Surface Modification and Functionalization of Boron Nitride Nanotubes via Condensation with Saturated and Unsaturated Alcohols for High Performance Polymer Composites

• Published in: ACS applied nano materials Vol. 2; no. 7; pp. 4053 - 4060
• Main Authors: Smith, Kamia K, Redeker, Neil D, Rios, Juan C, Mecklenburg, Matthew H, Marcischak, Jacob C, Guenthner, Andrew J, Ghiassi, Kamran B
• Format: Journal Article
• Language: English
• Published: American Chemical Society 26.07.2019
• Subjects: functionalization; perchloric acid; NMR; boron nitride nanotubes; surface modification
• ISSN: 2574-0970; 2574-0970
• DOI: 10.1021/acsanm.8b02192

Over the past decade, boron nitride nanotubes (BNNTs) have been researched extensively due to their desirable physical, thermal, and mechanical properties. However, a major challenge for BNNT utilization in applications is their poor processability and difficulty associated with their incorporation into materials and composites. The desire to incorporate BNNTs into relevant materials, specifically within the aerospace industry, calls for improving their processability.

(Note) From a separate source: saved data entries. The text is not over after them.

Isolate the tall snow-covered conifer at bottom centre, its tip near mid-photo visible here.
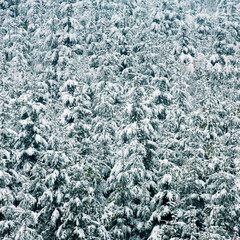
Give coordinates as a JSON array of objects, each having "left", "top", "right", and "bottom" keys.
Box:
[{"left": 102, "top": 72, "right": 161, "bottom": 239}]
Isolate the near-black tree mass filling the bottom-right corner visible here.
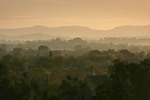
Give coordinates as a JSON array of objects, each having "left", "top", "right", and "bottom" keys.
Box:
[{"left": 93, "top": 59, "right": 150, "bottom": 100}]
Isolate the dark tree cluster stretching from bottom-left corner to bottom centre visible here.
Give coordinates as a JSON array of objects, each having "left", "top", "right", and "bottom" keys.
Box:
[{"left": 0, "top": 61, "right": 91, "bottom": 100}]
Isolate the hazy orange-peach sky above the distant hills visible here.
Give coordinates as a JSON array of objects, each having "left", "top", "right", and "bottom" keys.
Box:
[{"left": 0, "top": 0, "right": 150, "bottom": 29}]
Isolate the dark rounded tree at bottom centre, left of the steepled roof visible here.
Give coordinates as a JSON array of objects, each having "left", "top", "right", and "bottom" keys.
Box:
[{"left": 50, "top": 76, "right": 91, "bottom": 100}]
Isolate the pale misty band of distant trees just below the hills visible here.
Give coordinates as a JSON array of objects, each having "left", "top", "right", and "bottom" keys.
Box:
[{"left": 0, "top": 38, "right": 150, "bottom": 54}]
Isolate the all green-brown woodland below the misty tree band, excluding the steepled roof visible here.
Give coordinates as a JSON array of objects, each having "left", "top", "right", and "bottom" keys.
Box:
[{"left": 0, "top": 46, "right": 150, "bottom": 100}]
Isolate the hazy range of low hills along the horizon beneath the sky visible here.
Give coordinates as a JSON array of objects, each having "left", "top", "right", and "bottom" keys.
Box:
[{"left": 0, "top": 25, "right": 150, "bottom": 39}]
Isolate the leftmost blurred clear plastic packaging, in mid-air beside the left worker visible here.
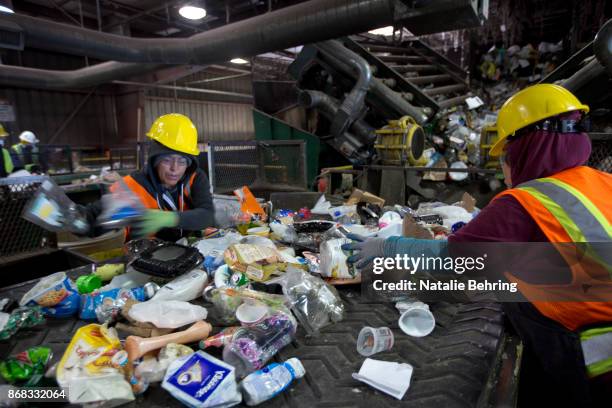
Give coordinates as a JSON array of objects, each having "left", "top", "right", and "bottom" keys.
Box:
[{"left": 23, "top": 179, "right": 90, "bottom": 234}]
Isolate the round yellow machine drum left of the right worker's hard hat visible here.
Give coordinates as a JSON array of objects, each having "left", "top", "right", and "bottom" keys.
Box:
[{"left": 374, "top": 116, "right": 425, "bottom": 166}]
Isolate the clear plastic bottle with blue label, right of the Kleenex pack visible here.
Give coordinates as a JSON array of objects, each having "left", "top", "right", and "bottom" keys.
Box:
[{"left": 240, "top": 358, "right": 306, "bottom": 406}]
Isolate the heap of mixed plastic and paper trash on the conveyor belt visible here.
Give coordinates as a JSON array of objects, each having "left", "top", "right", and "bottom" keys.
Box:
[{"left": 0, "top": 187, "right": 478, "bottom": 407}]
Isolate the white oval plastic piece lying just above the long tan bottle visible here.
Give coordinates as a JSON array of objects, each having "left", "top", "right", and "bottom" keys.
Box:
[{"left": 129, "top": 300, "right": 208, "bottom": 329}]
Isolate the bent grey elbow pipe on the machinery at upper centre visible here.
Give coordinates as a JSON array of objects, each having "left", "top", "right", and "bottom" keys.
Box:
[{"left": 316, "top": 40, "right": 372, "bottom": 136}]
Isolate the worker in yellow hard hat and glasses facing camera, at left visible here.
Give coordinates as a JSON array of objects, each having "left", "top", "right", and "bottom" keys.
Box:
[{"left": 87, "top": 113, "right": 215, "bottom": 241}]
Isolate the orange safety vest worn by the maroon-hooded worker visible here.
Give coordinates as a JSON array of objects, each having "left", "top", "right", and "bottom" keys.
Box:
[{"left": 495, "top": 166, "right": 612, "bottom": 331}]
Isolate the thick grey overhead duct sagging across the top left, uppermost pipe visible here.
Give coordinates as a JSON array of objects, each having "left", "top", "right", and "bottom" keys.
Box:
[{"left": 0, "top": 0, "right": 395, "bottom": 65}]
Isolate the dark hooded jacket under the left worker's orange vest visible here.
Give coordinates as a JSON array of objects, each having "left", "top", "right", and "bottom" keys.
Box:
[{"left": 86, "top": 142, "right": 215, "bottom": 241}]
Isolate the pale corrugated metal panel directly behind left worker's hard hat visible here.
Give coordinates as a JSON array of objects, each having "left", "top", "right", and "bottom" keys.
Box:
[{"left": 144, "top": 96, "right": 255, "bottom": 142}]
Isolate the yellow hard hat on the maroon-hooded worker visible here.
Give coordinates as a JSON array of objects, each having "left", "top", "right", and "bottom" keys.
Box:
[{"left": 490, "top": 84, "right": 589, "bottom": 156}]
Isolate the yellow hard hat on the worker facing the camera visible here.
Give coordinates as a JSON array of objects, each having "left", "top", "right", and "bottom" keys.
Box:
[{"left": 147, "top": 113, "right": 200, "bottom": 156}]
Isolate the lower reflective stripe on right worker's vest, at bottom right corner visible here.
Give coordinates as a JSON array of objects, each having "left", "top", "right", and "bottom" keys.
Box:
[{"left": 580, "top": 327, "right": 612, "bottom": 378}]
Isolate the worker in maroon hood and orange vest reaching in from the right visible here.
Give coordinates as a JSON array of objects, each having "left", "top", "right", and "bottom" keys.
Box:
[{"left": 345, "top": 84, "right": 612, "bottom": 407}]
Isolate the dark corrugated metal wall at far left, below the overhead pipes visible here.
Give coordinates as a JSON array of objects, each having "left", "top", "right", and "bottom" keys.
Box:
[{"left": 0, "top": 88, "right": 119, "bottom": 146}]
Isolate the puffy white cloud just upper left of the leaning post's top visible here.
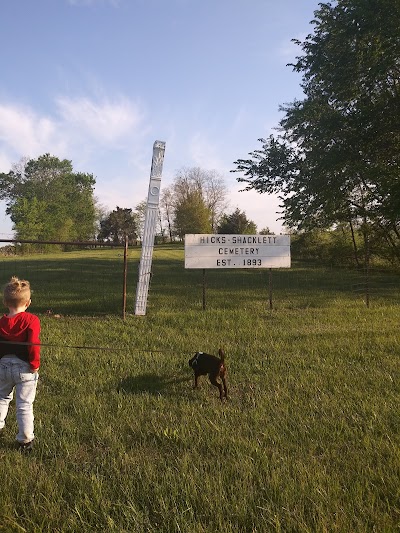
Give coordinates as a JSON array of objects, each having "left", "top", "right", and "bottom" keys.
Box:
[{"left": 57, "top": 97, "right": 143, "bottom": 144}]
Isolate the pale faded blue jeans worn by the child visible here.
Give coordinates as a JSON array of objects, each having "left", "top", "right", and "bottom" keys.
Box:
[{"left": 0, "top": 355, "right": 39, "bottom": 444}]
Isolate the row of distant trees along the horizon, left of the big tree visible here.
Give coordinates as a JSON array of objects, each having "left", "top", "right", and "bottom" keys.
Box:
[{"left": 0, "top": 154, "right": 257, "bottom": 248}]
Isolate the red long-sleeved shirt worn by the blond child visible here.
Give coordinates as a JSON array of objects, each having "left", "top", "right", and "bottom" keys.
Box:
[{"left": 0, "top": 311, "right": 40, "bottom": 370}]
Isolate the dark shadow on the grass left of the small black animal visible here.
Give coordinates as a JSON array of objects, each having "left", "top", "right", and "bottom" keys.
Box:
[{"left": 117, "top": 374, "right": 189, "bottom": 395}]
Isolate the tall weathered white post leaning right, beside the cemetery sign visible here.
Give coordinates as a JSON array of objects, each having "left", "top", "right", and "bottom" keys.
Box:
[{"left": 135, "top": 141, "right": 165, "bottom": 315}]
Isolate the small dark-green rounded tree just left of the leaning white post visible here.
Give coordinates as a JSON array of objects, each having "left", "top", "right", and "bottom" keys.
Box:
[{"left": 98, "top": 206, "right": 137, "bottom": 244}]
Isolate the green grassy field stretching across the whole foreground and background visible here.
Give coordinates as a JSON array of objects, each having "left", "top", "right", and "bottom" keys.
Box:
[{"left": 0, "top": 247, "right": 400, "bottom": 533}]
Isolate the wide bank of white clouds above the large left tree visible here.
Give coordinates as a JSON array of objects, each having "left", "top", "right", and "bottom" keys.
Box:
[{"left": 0, "top": 97, "right": 149, "bottom": 180}]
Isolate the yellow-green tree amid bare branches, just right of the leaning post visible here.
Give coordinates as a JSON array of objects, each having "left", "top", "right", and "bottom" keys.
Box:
[{"left": 175, "top": 191, "right": 211, "bottom": 239}]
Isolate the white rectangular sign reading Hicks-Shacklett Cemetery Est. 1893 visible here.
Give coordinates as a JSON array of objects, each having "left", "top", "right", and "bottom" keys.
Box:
[{"left": 185, "top": 234, "right": 290, "bottom": 269}]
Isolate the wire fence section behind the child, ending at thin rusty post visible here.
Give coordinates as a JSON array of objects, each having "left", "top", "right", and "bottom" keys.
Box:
[{"left": 0, "top": 239, "right": 132, "bottom": 316}]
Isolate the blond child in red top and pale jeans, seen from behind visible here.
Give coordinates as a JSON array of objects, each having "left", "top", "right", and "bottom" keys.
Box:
[{"left": 0, "top": 276, "right": 40, "bottom": 451}]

The successful grafting of reactive functionalities allows for improvements to the compatibility of BNNTs in polymer systems, allowing for the manufacturing of high performance BNNT–polymer composites. The research presented here addresses this concern, introducing a facile method for covalent surface functionalization of BNNTs with a diverse set of functional moieties allowing for homogeneous dispersibility in solvent. The grafted functionalities in this work are based on alkyl-, vinyl-, and propargyl-terminated alcohols covalently bound to BNNTs that were subjected to an oxidizing perchloric acid treatment. NMR spectroscopy, though not typically used for BNNT characterization, was successfully employed as a primary means to determine functionalization. Additional characterization methods including FTIR, SEM, TEM, and TGA also provide evidence of functionalization. Surface-functionalized materials were produced exhibiting up to 6 wt % functionality. Furthermore, visual analysis showed improved and stable dispersions lasting over 24 h, leading to potential benefits in processing for applications.